By Douglas W. Motley
Who says there’s no free lunch? Obviously, they haven’t visited the Crestline Café since they began offering free meals to persons in need, no questions asked.
According to Manager Amber Crubaugh, there is an honor system in place. “There is no judgment here. All we ask is that the generosity of others is not abused or taken advantage of.”
On a “Helping Hands” community bulletin board inside the Lake Drive restaurant are pre-paid meal tickets good for $10 toward the meal of your choice. The meal tickets may be redeemed by anyone who is hungry, no matter whether they are a senior citizen on a fixed income or someone who is homeless and has no other way to feed themselves. After peeling a meal ticket from the bulletin board and being seated, all one must do is tell their server what they would like to order.
Ultimately, Crubaugh said, they would like to feed those who struggle to feed themselves or those who live on a fixed income and want to go out for a bite to eat but don’t have the money to do so.
Asked how this unique program can sustain itself without going broke, she told The Alpine Mountaineer the free meals are funded by the generosity of the community and anyone else who would like to participate.

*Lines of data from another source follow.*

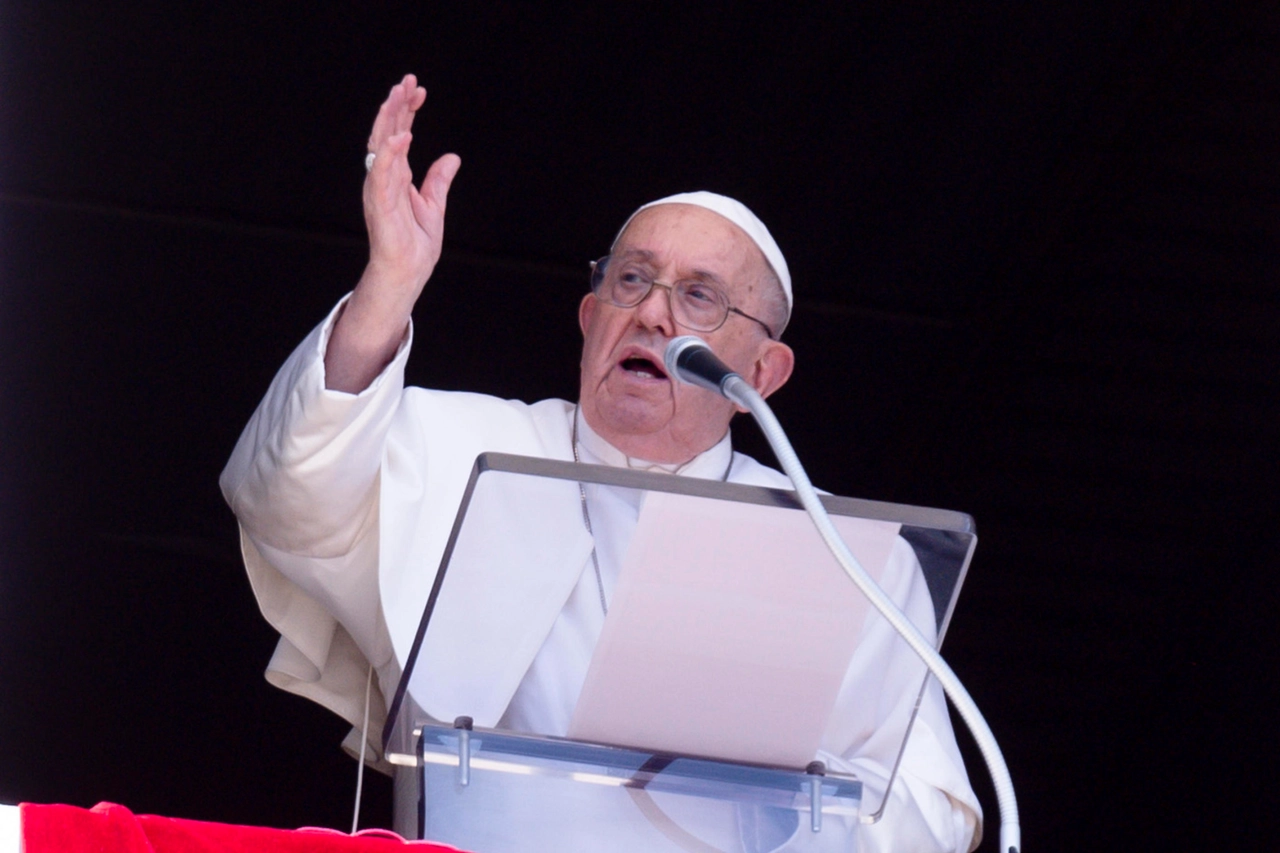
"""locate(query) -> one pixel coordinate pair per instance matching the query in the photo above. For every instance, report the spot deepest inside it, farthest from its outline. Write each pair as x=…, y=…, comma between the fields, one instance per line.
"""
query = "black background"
x=1036, y=258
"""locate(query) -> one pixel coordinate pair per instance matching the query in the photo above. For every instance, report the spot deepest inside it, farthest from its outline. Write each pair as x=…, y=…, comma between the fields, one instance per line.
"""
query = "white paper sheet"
x=728, y=633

When asked how the family restaurant came up with the free meal concept, Crubaugh said she believes the idea originated from a small restaurant in Louisiana. She said a video had been shared over social media and a friend had sent it to her back in August. “I absolutely loved the idea but, given the crazy year, it just wasn’t something we could do at the time,” she said, noting that a friend of hers had recently posted the same video on Facebook.

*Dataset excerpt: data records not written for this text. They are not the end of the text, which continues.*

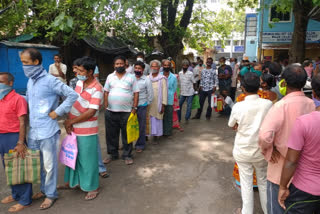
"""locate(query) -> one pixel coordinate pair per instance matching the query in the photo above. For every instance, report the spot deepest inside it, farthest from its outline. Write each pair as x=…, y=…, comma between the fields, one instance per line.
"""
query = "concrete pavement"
x=191, y=173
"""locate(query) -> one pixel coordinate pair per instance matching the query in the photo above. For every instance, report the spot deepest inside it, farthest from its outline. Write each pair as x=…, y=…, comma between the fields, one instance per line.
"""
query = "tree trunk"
x=301, y=10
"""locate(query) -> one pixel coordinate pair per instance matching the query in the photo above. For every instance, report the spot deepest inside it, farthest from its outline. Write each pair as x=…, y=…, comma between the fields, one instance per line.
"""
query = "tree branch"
x=185, y=20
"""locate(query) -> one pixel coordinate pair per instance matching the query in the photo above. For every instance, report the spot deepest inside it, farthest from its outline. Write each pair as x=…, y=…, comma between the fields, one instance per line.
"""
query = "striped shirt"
x=89, y=98
x=121, y=91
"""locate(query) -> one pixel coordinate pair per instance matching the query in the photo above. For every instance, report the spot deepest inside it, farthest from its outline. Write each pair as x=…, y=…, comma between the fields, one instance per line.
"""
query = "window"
x=279, y=16
x=251, y=26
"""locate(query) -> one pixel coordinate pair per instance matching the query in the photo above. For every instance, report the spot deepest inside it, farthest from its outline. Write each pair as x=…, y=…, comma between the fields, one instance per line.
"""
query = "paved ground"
x=191, y=173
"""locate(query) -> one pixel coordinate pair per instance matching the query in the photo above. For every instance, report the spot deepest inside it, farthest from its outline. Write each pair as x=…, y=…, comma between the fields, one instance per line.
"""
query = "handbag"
x=22, y=170
x=69, y=151
x=132, y=128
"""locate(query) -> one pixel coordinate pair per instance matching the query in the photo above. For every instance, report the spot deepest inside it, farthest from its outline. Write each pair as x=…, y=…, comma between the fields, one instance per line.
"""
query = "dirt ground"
x=190, y=173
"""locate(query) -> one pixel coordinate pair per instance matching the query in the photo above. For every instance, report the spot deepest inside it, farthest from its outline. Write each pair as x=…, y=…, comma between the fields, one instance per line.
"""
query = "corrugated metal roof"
x=27, y=45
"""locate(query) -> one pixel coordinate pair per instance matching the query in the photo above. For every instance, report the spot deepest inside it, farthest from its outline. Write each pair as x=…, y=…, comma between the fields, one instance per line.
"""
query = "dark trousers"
x=273, y=205
x=21, y=192
x=203, y=96
x=142, y=117
x=300, y=202
x=233, y=93
x=167, y=120
x=116, y=122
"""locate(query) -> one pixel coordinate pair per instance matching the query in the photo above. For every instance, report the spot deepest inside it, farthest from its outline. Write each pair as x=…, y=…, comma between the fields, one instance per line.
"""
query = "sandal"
x=17, y=208
x=45, y=205
x=104, y=174
x=38, y=196
x=91, y=195
x=7, y=200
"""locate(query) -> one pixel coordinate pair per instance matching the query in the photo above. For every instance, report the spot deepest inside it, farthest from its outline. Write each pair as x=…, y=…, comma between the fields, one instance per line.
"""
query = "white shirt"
x=249, y=115
x=53, y=70
x=186, y=83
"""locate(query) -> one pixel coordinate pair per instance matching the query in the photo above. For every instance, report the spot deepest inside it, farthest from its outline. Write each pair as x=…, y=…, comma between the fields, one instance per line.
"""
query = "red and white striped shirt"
x=89, y=98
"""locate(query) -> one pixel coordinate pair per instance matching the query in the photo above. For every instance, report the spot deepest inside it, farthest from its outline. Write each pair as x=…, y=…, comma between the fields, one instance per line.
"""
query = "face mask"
x=283, y=90
x=166, y=69
x=4, y=90
x=154, y=71
x=120, y=70
x=316, y=101
x=32, y=71
x=138, y=73
x=82, y=78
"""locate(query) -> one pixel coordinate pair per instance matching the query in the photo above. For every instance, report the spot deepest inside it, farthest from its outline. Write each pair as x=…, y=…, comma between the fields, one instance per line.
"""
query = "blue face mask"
x=32, y=71
x=82, y=78
x=4, y=90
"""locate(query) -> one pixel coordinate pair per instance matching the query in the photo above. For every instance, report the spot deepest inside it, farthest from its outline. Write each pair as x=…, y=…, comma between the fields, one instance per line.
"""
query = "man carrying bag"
x=13, y=113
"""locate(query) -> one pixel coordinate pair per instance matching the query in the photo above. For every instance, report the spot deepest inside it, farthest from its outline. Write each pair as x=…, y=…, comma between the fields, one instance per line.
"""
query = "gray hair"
x=9, y=75
x=185, y=62
x=155, y=61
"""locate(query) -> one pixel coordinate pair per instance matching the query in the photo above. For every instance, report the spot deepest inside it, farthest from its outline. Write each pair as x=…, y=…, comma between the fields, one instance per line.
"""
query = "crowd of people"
x=276, y=139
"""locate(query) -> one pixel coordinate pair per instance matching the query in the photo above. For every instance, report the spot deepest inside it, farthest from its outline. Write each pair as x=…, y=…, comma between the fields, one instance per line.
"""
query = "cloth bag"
x=22, y=170
x=132, y=128
x=69, y=151
x=195, y=102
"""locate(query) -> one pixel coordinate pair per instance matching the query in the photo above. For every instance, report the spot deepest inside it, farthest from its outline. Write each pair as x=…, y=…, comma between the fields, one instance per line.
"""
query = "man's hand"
x=53, y=115
x=68, y=126
x=283, y=195
x=20, y=149
x=235, y=127
x=275, y=156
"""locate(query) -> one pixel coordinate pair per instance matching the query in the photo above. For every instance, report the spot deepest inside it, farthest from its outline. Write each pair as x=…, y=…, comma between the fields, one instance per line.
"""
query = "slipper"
x=104, y=174
x=38, y=196
x=91, y=195
x=48, y=205
x=17, y=208
x=7, y=200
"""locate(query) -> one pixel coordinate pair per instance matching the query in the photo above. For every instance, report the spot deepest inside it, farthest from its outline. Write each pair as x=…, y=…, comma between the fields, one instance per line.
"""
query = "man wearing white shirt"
x=187, y=88
x=246, y=118
x=58, y=69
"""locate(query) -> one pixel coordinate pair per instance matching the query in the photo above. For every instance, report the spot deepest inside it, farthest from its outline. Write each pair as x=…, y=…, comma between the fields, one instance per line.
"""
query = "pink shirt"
x=305, y=137
x=277, y=126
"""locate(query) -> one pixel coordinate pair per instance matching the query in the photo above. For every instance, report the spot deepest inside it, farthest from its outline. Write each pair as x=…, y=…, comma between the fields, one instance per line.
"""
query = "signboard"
x=286, y=37
x=219, y=48
x=239, y=48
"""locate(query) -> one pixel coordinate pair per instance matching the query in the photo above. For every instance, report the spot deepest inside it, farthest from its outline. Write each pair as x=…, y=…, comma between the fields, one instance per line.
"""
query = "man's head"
x=185, y=65
x=250, y=83
x=222, y=61
x=295, y=77
x=86, y=68
x=209, y=62
x=140, y=56
x=31, y=56
x=166, y=65
x=155, y=66
x=139, y=68
x=57, y=58
x=315, y=83
x=6, y=78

At this point, she excitedly called her boss, restaurant owner George Hoenig, and he was just as excited as she was. “I went down and bought some supplies, thought of a name, contacted my friend, John Hopkins, and he came by to kick off Helping Hands by purchasing 20 meal tickets, just by seeing our Facebook post.” Others contributing to the Helping Hands endowment include Michelle Peachie, Gilbert Acuna and Suze Bloomer.
Saying she’s had a huge response from the community, Crubaugh said even people from outside the community have come forward to purchase meal tickets after seeing the Facebook post. “So far, we have only used social media; in 24 hours, our post was shared over 80 times. I’m confident the word of mouth throughout our community will spread the news to those in need.
“This last year has been hard on us all,” she added. “We know there is never enough love and kindness to fill the world but, with the help of the amazing people in our community, we are overjoyed and blessed to provide a little help and happiness to anyone who may need it. Pay it forward, no matter how big or small. You may be the light that brightens someone’s day.”